The Recipient shall ensure that disclosure of Confidential Information is restricted to those of its employees, agents, officers, directors, consultants and professional advisors (“Associates”) to whom such disclosure is necessary for the Purpose, and, except with the prior written consent of Discloser, will not be disclosed by Recipient to any other third party.
The Associates referred to in Clause 3.2 shall be informed of the confidential nature of the Confidential Information and shall be bound by the obligations contained herein. Recipient shall be liable to Discloser for any action or failure to act by the Associates referred to in Clause 3.2 that would constitute a breach of this Agreement.
Without the prior written consent of Discloser, Recipient will not disclose to any third party (unless such disclosure is legally compelled) either the fact that the Confidential Information has been made available to such Recipient or the status of any discussions between the parties (all of which shall be considered Confidential Information).
Notwithstanding anything in this Agreement to the contrary, Recipient may disclose Confidential Information to the extent that such disclosure is required by law, court order, or similar legal process; provided that, unless prohibited by law, Recipient shall give prompt written notice of any such request or requirement to Discloser and cooperate with any reasonable efforts to avoid or minimize such disclosure.
Copies or reproductions shall only be made for the Purpose and all copies made shall be the property of the Discloser. The Recipient shall return all Confidential Information upon written request and destroy all documentation incorporating any Confidential Information.

4. Property

All Confidential Information submitted by one party to the other shall remain the property of the party from which it originates. Nothing herein contained shall be construed as a grant of any intellectual property rights to the Recipient. Neither party makes any representation or warranty as to the accuracy or completeness of any Confidential Information disclosed by it.

5. Termination

This Agreement shall continue in full force and effect until terminated by mutual consent or thirty (30) days prior written notice. Provisions that by their nature survive termination, including Clauses 2, 3, 4, 7, and 9, shall survive for five (5) years; trade secrets remain protected indefinitely.

6. Non-Assignment

This Agreement is personal to the parties and shall not be assigned without prior written consent, except in connection with mergers or asset sales.

7. Remedies

No failure or delay in exercising any right under this Agreement shall operate as a waiver.
Damages may not be adequate; parties are entitled to seek injunction, specific performance, or other equitable relief.

8. Counterparts

This Agreement may be executed in one or more counterparts, including electronic copies, all constituting the same Agreement.
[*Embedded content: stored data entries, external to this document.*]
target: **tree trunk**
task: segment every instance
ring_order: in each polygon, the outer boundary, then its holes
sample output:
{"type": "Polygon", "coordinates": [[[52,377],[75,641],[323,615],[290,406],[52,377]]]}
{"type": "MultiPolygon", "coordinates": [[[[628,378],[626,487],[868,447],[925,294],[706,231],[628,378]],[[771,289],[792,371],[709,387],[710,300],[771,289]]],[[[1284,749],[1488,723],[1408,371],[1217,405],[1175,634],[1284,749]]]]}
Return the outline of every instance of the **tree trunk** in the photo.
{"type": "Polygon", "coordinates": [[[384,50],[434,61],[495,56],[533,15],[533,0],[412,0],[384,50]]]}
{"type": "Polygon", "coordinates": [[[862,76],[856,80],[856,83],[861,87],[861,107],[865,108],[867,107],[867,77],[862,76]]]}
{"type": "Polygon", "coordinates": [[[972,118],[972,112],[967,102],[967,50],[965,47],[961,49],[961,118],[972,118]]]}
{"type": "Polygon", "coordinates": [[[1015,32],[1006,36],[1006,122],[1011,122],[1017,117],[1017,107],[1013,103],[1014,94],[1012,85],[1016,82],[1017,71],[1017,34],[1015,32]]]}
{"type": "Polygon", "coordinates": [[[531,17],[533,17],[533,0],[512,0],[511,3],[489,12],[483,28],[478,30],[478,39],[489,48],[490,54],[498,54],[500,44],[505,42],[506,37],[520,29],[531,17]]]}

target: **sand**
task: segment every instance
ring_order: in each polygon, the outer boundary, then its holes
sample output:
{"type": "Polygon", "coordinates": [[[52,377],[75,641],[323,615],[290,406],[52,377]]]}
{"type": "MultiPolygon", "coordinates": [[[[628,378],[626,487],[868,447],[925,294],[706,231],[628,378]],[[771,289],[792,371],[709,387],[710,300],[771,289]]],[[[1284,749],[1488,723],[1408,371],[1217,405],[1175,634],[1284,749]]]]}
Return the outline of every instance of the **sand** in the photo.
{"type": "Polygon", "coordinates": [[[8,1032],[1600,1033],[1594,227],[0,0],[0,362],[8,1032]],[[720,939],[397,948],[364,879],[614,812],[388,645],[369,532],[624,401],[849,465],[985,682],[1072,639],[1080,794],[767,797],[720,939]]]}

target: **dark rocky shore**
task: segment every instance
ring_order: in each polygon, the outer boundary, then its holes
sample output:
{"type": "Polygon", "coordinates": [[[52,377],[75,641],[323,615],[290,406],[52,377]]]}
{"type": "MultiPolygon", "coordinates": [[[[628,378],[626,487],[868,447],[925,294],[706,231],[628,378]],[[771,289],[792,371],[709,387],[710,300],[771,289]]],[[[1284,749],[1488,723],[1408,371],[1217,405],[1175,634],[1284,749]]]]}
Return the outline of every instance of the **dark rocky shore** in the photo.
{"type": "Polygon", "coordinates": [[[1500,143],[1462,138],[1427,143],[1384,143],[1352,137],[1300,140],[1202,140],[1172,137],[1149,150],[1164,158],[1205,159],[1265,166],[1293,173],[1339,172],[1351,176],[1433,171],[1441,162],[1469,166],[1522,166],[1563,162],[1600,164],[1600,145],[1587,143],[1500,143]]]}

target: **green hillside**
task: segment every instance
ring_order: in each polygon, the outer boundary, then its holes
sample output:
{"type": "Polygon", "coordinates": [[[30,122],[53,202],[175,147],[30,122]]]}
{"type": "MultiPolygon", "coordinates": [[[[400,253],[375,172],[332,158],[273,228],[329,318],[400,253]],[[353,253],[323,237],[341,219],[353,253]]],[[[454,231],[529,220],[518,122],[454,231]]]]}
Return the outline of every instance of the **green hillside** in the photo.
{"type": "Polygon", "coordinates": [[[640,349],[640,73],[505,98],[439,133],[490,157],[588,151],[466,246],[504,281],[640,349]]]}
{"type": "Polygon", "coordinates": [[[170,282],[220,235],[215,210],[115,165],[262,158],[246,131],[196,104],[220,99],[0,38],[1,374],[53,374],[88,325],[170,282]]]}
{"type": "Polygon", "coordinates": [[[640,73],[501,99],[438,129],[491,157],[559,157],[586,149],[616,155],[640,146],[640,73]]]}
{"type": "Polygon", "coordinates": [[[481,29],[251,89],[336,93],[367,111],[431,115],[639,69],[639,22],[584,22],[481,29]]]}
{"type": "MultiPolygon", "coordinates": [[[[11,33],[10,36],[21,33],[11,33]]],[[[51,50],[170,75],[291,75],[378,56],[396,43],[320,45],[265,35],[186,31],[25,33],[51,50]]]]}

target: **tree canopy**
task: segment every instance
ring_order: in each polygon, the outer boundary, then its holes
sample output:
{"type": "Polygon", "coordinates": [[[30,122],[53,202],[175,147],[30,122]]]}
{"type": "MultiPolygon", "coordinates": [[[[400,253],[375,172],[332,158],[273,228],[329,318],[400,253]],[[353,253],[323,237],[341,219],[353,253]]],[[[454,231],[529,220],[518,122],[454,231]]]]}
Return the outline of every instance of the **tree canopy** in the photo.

9. Governing Law and Jurisdiction; Attorneys’ Fees

This Agreement shall be governed by the laws of Florida. Parties submit to Hillsborough County courts. Prevailing party may recover costs and attorneys' fees.

10. Severance of Terms

If any provision is unenforceable, it shall be severed and the remainder enforced with reduced scope or term if necessary.

11. English Language

The parties agree that this Agreement be drafted in English only.

12. Notices

Notices must be in writing, delivered by hand, mail, or courier. Parties may change addresses by written notice.